Aside from lingering Eurozone risks and central bank policy measures, bearish developments across four correlated asset classes could soon cause a major selloff in risk assets.
While Greece has drawn all the attention this past week, there are other indications that suggest markets are ripe for a potentially significant relapse in risk sentiment. Despite reports of the European Central Bank (ECB) buying Italian and Spanish government debt, Italian yields are at all-time highs and Spanish yields are at their highest levels since August. This suggests to me that markets remain unconvinced that the EU’s ostensibly comprehensive solution will actually work for countries "too big to bail."
Two-year government bond spreads between troubled EU nations (Italy, Spain, Portugal, and Greece) and Germany are all at euro-era record highs, offering another vote of no confidence on the EU plan. As well, most risk markets were only able to retrace about 38.2% of the selloff even after the idea of the Greek referendum was scrapped. So while the Greek tragedy plays out in the foreground, keep an eye on the background of Italy and Spain.

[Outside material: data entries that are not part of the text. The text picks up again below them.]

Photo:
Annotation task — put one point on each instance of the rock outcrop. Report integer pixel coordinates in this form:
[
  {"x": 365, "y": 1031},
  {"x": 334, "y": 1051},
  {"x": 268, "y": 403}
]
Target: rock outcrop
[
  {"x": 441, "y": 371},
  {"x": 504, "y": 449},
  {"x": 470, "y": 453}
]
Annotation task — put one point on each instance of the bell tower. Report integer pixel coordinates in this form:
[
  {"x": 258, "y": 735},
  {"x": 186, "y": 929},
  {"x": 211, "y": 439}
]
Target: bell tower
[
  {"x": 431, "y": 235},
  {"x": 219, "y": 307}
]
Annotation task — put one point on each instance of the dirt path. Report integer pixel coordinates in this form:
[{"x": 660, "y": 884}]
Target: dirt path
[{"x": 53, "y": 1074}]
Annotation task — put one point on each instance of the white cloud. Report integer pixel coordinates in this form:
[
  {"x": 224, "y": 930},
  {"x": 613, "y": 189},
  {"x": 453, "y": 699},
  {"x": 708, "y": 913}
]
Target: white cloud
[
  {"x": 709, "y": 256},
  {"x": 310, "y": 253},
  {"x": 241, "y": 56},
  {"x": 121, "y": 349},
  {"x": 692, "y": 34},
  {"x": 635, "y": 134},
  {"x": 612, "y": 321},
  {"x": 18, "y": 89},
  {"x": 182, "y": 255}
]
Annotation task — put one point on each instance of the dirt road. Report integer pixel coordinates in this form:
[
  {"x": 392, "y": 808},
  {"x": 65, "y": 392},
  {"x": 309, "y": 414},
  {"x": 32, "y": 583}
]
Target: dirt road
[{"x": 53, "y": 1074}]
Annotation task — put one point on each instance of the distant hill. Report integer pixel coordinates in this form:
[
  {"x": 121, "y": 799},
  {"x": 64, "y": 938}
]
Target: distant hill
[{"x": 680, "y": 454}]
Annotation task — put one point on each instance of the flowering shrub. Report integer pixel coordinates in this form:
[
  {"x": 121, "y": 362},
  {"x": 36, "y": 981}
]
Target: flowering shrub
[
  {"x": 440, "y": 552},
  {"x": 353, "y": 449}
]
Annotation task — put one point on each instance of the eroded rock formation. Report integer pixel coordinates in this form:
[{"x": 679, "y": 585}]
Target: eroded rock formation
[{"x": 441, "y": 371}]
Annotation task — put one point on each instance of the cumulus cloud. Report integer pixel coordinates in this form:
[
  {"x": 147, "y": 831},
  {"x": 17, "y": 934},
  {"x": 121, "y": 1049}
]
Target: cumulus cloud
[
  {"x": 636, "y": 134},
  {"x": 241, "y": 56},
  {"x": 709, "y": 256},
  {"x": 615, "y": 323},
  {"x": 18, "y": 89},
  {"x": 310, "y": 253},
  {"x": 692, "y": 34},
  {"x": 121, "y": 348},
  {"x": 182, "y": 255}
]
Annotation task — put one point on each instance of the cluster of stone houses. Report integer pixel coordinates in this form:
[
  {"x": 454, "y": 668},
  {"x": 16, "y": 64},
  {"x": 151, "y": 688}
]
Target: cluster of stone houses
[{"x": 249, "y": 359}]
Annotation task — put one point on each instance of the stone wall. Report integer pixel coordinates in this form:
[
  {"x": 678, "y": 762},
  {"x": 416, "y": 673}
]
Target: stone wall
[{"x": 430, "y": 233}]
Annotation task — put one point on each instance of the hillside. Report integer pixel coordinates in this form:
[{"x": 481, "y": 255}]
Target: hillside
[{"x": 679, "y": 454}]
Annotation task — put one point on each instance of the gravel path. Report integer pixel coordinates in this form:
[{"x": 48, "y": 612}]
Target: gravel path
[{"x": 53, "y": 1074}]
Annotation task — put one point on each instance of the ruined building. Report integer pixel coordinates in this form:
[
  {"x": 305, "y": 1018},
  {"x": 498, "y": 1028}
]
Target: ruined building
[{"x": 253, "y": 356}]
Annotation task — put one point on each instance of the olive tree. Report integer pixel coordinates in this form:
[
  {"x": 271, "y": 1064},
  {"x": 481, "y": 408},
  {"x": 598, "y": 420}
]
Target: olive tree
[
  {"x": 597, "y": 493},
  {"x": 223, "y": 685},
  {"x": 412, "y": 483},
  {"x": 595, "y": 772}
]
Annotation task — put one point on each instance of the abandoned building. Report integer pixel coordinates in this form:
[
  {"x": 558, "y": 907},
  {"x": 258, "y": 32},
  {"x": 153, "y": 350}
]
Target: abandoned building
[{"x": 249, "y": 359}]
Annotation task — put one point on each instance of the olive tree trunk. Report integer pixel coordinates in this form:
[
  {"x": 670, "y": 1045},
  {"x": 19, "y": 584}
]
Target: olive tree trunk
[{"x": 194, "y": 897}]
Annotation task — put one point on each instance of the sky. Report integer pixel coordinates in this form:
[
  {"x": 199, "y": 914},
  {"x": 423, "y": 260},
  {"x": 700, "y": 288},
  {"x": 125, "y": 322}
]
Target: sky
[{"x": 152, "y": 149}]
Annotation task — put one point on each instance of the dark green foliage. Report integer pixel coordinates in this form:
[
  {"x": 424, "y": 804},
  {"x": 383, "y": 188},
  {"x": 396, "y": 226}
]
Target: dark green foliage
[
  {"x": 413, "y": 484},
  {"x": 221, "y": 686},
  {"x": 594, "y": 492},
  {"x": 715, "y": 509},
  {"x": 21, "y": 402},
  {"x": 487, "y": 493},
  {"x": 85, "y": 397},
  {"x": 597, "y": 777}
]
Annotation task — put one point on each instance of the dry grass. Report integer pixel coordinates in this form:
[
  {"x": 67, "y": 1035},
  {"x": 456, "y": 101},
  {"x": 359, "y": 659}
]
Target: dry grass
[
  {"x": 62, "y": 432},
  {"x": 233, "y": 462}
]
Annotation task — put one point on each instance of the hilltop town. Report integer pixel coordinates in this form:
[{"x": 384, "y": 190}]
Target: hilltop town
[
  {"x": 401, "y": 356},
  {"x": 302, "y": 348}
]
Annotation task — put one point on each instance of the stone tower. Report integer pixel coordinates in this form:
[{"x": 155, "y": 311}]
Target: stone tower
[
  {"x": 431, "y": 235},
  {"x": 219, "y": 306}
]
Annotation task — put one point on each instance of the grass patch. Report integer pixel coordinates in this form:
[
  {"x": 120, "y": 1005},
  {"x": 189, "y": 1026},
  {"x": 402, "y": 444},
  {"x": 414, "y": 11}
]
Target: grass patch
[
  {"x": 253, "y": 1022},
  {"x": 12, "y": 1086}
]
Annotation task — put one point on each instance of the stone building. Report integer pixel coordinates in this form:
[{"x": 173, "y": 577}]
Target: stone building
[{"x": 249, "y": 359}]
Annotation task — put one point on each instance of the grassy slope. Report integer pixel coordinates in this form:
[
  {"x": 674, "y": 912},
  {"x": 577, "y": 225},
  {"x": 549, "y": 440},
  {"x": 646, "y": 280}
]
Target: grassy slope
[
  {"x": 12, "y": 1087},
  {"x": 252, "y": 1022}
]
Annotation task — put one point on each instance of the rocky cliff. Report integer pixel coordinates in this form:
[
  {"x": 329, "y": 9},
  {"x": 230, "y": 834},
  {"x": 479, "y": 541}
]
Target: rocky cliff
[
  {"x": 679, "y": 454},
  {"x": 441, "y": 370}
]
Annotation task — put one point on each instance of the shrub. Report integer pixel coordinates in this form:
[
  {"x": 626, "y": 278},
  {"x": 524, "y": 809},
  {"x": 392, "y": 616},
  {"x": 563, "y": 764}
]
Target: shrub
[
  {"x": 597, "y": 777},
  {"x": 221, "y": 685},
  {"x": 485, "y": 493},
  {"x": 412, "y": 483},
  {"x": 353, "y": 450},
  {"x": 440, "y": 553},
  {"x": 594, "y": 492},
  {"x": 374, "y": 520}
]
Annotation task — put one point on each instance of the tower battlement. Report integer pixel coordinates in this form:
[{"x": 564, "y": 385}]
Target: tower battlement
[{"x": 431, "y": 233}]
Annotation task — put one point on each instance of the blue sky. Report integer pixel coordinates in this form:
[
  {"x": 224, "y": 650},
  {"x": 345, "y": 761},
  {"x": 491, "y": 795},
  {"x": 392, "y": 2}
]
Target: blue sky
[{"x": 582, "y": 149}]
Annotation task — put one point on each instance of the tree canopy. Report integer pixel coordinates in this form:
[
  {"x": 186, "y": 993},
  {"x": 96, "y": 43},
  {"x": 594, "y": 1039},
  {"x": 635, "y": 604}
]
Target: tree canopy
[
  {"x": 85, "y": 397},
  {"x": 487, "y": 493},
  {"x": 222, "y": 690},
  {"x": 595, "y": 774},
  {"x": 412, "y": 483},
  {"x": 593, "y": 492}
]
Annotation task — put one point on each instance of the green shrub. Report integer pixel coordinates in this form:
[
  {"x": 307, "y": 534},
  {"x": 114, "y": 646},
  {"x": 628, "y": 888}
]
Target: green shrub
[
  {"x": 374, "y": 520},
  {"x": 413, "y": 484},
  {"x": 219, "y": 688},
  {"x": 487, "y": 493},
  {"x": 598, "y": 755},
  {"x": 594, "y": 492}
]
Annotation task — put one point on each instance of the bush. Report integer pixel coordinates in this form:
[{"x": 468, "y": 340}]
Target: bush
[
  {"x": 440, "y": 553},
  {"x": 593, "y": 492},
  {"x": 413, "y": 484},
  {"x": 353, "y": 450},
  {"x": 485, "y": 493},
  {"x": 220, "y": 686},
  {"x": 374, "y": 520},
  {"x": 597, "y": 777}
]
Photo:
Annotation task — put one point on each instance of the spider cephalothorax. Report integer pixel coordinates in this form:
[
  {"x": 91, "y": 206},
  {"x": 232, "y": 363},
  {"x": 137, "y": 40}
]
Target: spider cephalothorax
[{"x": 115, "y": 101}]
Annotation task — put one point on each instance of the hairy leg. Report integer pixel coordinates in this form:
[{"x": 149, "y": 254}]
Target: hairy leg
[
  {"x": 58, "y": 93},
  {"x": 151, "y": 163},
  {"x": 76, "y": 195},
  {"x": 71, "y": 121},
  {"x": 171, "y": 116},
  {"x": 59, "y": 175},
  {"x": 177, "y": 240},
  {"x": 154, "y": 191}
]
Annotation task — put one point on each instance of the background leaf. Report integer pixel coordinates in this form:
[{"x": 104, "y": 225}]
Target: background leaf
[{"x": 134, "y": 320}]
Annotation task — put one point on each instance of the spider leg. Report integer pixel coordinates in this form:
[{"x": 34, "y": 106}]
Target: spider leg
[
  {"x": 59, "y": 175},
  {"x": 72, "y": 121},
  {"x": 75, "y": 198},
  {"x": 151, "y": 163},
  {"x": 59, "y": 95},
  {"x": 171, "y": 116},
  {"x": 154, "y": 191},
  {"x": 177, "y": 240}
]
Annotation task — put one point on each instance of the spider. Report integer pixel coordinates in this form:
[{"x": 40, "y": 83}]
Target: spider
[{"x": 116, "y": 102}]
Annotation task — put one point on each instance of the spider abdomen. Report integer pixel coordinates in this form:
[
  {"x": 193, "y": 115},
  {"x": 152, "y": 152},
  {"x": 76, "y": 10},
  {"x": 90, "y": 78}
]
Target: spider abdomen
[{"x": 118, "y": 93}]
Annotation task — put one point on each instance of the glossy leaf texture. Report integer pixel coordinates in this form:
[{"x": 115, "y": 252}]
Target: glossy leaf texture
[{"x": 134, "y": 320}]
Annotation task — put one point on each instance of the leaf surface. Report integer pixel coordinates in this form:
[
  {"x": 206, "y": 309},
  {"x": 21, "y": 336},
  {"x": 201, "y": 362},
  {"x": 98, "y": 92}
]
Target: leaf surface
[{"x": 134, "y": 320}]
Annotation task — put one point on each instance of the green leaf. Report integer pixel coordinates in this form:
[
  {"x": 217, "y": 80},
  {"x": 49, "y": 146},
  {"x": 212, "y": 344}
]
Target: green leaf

What the Central Banks Didn’t Do
Adding to the pressure on risk assets is an underlying deterioration in recent economic data—especially in Europe—in contrast to more robust numbers just a few weeks ago. Key Eurozone PMI’s fell below the 50 expansion/contraction level, and Germany’s unemployment rate unexpectedly ticked higher to 7.0%. Perhaps ECB member Yves Mersch summed it up best, saying the economy is practically "in freefall," adding the odds of a recession there are more than 50%.
In response to the weakening outlook, and in an uncharacteristic display of economic reality, the ECB surprised markets by cutting interest rates by .25% to 1.25%. But more important is what the ECB failed to do.
Newly installed ECB president Draghi flatly declared that the ECB would ! not be t he lender of last resort for banks or governments and could not stabilize the debt markets of beleaguered Eurozone countries, like Spain or Italy. Without ECB support, debt investors are left looking at highly indebted national governments promising to borrow more to guarantee earlier borrowings, and not feeling especially comfortable.
In the US, October jobs data provided little support for the notion that US growth was picking up momentum, leaving the brief euphoria following the 3Q GDP report as a distant memory. The Fed this week issued downwardly revised forecasts for 2012-2014, expecting anemic growth and high unemployment to persist over the period. In response to this bleak outlook, the Fed did nothing.
Bernanke indicated that QE3 remains an option and that it was discussed, but he also seemed to suggest that it wasn’t going to happen any time soon. It’s unclear what the Fed is waiting for given its moribund economic outlook, but for now, expectations for QE3 are dwindling rapidly, providing yet another headwind to risk assets.